Tax Free Savings Account (TFSA): When you contribute to your TFSA, investing small amounts at regular intervals is better. Over time, even small contributions of $50 or $100 will eventually accumulate.

Develop a financial plan including an emergency fund:

Planning an emergency fund can help ensure that you will be able to cope with unexpected expenses in the future, and will not have to incur debt. The general rule is to set aside the equivalent of three to six months of your income so you can use it in case of unexpected expenses. Currently the BMO Smart Saver account offers a 1.2 per cent interest rate - the highest rate offered among Canada's major financial institutions for a full-service savings account without minimum balance requirements.

Many Canadians establish a budget and a financial plan to manage their daily finances and their savings goals. However, unexpected expenses such as budget overrun for purchases during the holiday season may leave you short of money.

Use a line of credit to consolidate your debt and save on interest costs to free you from your debt faster:

More than ever, households are looking for ways to reduce costs and save money. By consolidating their higher-interest debt into a single monthly payment with a low-interest rate such as a BMO Personal Line of Credit, Canadians can reduce their interest charges and repay their debt substantially faster.

About BMO Financial Group

Established in 1817 as Bank of Montreal, BMO Financial Group is a highly diversified North American financial services organization.

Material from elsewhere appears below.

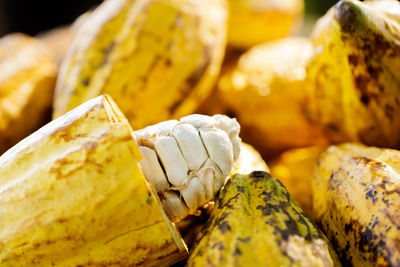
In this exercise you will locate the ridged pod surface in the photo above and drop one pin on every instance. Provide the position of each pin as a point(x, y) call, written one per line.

With total assets of $525 billion as at October 31, 2012, and more than 46,000 employees, BMO Financial Group provides a broad range of retail banking, wealth management and investment banking products and solutions.

The survey results cited in the 2012 BMO Holiday Spending Outlook conducted by Pollara are compiled from a random sample of 1,000 Canadians 18 years of age and over between October 11 and October 16, 2012. A probability sample of this size would yield results accurate to +/- 3.1 per cent, 19 times out of 20.